If there’s one thing that comes to mind during this crisis, it should be about supply chain management.
There are so many industries that have been impacted by this pandemic, not because of the lock down, but because their supply chain was disrupted.
Lock downs in China caused a breakdown in the industrial supply chain globally. Businesses reliant primarily on Chinese suppliers were already impacted early on. Of course as the virus spread, industries in other countries were also forced to shut down regardless of whether they could or could not carry on business.
While we are not saying that businesses should not rely on China for supplies, businesses should look into alternative sources of supply as well as alternate products to ensure business continuity. Each of the SARS outbreaks have resulted in supply outages and disruptions to the logistics networks.
This then comes to the question of buying at low prices and maximizing profits.
However, if it was possible to even out the cost, buy some at low, some at medium prices, from different sources, then the business would be able to avert the possibility of not having any supply at all.
The ability to provide alternate products if a supply runs out would ensure some degree of business continuity.

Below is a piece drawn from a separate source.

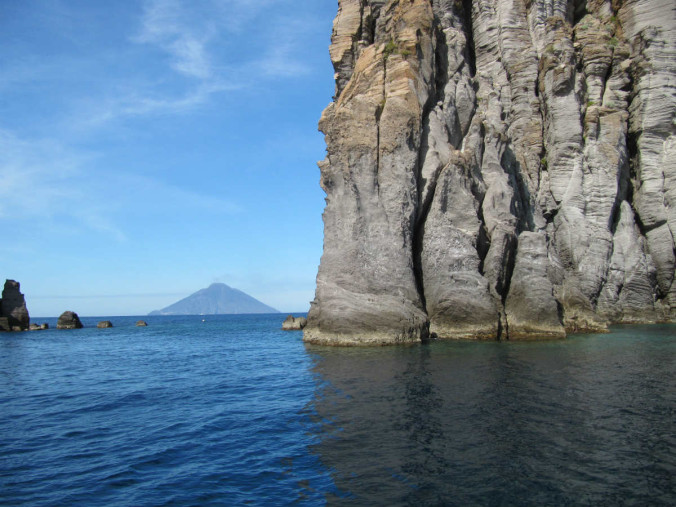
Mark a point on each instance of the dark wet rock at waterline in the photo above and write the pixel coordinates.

As with the current situation where hand sanitizers, face masks, disinfectants, etc were sold out and you could not find them in pharmacies.
The businesses that had alternate products were able to supply these to meet the spike in demand.
Businesses should therefore look for different sources of supply and alternate products as a hedge against possible future disruptions.
Update – March 2021
Supply chain disruptions can occur at any time, not just during a pandemic like we are experiencing now.
In March 2021, Evergreen’s container ship Ever Given, became wedged in the Suez Canal, effectively blocking one of the world’s busiest trade routes.
Although the blockage was eventually cleared, it is estimated that the incident will have a knock on effect on the supply chain for several months.
Businesses are now looking at “just in case” inventory planning as opposed to “just in time” to mitigate stock outs.